能力開発|目標管理面談(MBO面談)にコーチングを活用する ②使えるツールと面談のポイント
2024/12/19
前回に続いて目標管理面談でのコーチング活用についてご紹介します。
面談は「面会して直接話す」という社内コミュニケーションの重要な場であり、目的のあるコミュニケーションに有効なコーチングスキルを活かせる機会であります。面談は上司の考えを伝える場でもありますが、まずは部下の話を聴き、今の状況をどのように捉えているのか、これからどうしていきたいのか、それには何が障害や気がかりになっているのか、を問いかけ、それに合わせて共感や承認をしたり、上司から部下がどのように映っているのかのフィードバックをするなどの双方向のコミュニケーションが求められます。
よって、
・傾聴(バーバル、ノンバーバル、ペーシング、共感と関心)
・質問(オープンクエスチョン、クローズドクエスチョンなどの使い分け)
・承認
・フィードバック
・提案・要望
などのコーチングスキルを身に付けておくことと面談の質がぐっと高まります。

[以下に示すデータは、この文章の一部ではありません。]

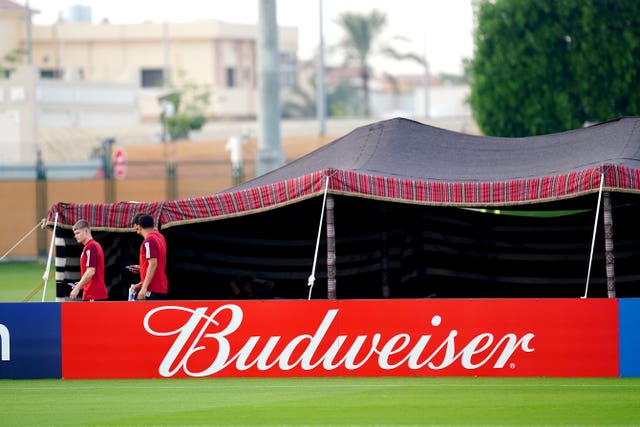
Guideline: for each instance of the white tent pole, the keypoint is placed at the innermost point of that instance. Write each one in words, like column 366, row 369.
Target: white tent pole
column 593, row 239
column 312, row 277
column 45, row 276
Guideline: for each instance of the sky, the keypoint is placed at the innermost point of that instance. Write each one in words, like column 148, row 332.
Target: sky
column 441, row 28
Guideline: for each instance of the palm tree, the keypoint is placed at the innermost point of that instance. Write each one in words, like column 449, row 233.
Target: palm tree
column 360, row 43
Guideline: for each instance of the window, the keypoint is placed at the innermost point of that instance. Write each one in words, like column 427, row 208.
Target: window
column 151, row 77
column 231, row 77
column 50, row 74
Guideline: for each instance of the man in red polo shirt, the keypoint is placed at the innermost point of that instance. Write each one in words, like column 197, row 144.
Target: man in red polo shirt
column 91, row 282
column 153, row 260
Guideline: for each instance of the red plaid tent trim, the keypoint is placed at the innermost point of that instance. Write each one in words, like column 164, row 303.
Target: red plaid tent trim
column 119, row 216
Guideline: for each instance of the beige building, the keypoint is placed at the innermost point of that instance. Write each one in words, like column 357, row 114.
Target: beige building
column 216, row 55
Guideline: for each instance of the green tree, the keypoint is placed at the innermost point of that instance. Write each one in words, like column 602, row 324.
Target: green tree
column 190, row 102
column 361, row 41
column 551, row 65
column 10, row 61
column 301, row 102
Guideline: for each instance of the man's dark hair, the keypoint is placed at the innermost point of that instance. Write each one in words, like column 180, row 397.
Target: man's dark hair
column 145, row 221
column 136, row 218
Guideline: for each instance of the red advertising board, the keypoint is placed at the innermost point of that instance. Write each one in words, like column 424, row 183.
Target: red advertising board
column 551, row 337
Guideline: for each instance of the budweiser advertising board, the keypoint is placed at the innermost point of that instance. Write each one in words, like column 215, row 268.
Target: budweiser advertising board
column 550, row 337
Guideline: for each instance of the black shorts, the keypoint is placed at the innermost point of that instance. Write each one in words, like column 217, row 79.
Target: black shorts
column 150, row 296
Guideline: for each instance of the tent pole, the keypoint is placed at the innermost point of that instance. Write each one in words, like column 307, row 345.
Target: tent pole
column 608, row 244
column 331, row 249
column 384, row 252
column 593, row 238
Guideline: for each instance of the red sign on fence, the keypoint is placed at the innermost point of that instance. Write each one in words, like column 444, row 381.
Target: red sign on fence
column 119, row 163
column 551, row 337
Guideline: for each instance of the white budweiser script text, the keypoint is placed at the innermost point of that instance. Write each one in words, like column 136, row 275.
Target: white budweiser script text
column 321, row 349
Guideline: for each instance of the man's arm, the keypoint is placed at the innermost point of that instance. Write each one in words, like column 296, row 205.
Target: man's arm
column 88, row 274
column 151, row 271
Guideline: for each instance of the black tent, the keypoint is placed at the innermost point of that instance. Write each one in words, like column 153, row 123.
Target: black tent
column 417, row 211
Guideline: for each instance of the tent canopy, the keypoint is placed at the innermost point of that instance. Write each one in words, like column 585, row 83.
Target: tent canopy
column 399, row 187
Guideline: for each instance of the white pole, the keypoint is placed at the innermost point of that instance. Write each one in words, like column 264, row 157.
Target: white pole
column 320, row 86
column 45, row 276
column 593, row 239
column 312, row 277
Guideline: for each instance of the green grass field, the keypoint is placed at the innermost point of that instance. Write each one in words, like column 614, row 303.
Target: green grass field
column 20, row 281
column 323, row 401
column 305, row 401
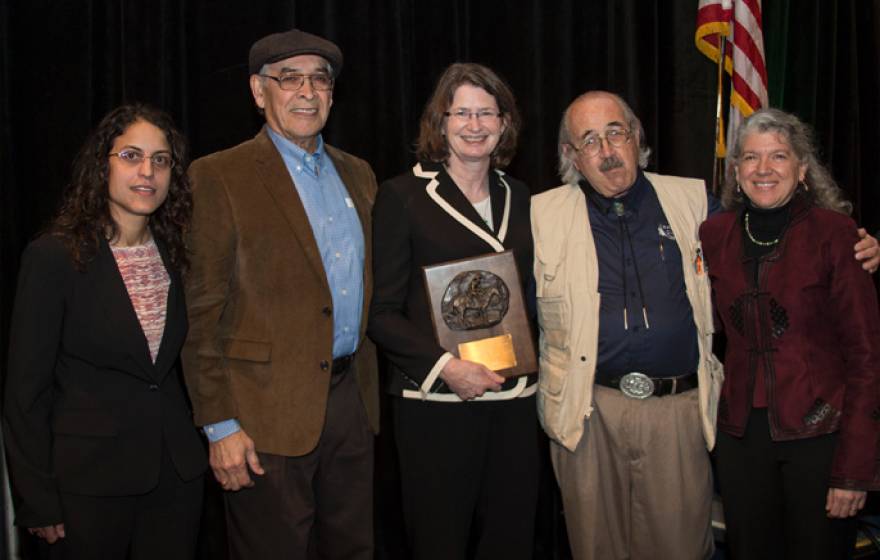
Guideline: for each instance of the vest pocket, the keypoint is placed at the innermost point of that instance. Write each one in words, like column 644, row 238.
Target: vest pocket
column 553, row 322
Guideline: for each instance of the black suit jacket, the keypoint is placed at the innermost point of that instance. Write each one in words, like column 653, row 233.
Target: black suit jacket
column 86, row 410
column 422, row 218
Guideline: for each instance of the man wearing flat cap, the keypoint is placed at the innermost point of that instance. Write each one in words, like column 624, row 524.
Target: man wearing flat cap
column 280, row 373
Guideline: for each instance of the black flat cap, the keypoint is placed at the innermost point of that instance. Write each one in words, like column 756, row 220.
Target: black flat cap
column 279, row 46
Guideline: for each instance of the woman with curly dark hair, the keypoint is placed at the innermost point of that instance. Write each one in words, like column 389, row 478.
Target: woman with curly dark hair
column 104, row 459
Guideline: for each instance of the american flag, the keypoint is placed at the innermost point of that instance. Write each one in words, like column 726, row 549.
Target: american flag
column 736, row 23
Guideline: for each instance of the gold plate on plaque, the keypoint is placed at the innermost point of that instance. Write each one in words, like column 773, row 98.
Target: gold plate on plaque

今回は面談で有効なツールをご紹介します。
コーチングフロー
またスキルだけでなく面談の流れも予め戦略(フロー)を立てておくと「この時間何しゃべっていたっけ」という脱線することがなくなりますし、面談の目的を果たすことができます。
<MBO面談でのコーチングフロー>
1.面談のセットアップとアイスブレイク
2.扱う目標の確認と明確化
3.現状の明確化
4.望ましい状態の明確化
5.ギャップの明確化
6.具体的な行動の決定
7.面談の振り返り
8.フォローの決定
具体的なことは別途詳しくご紹介する予定です。
<面談に臨む前のフロー>
上司(面談者)が面談に臨む前のフローがあります。
・マネジメントで面談に取り組む意味を明確にする
↓
・1つ1つの面談に臨む目的を明確にする
↓
・面談の目的を満たす方法を見つける(自分に問いかける)
↓
・面談の目的を満たすスキルやツールを準備する
私の場合、社外コーチなので上司と部下間のMBO面談ではなく、離職防止や職場の問題解決を目的としたフォロー面談、メンタルケア面談を行うことがありますが、被面談者との面談が2回目以降の人は前回までどんな話をしたかを確認して臨むようにしています。
アセスメント
アセスメントと聞いてピンとこない人もいるかもしれませんが、いわゆるチェックシートです。その人が組織に求められる望ましい考え方や能力、態度・行動をチェックリストにし、部下の現状の棚卸しに使えます。ちなみにチェックリストは会社の行動様式(コアコンピテンシー)や例えば自社の営業方針で定められている営業社員の心構えといった予め出来上がっているものでもいいですし、MBO面談スタート当初に面談で上司と部下が一緒に考えてリスト化したセルフアセスメントならその人にマッチし、本人の意識もより高まるためより効果的です。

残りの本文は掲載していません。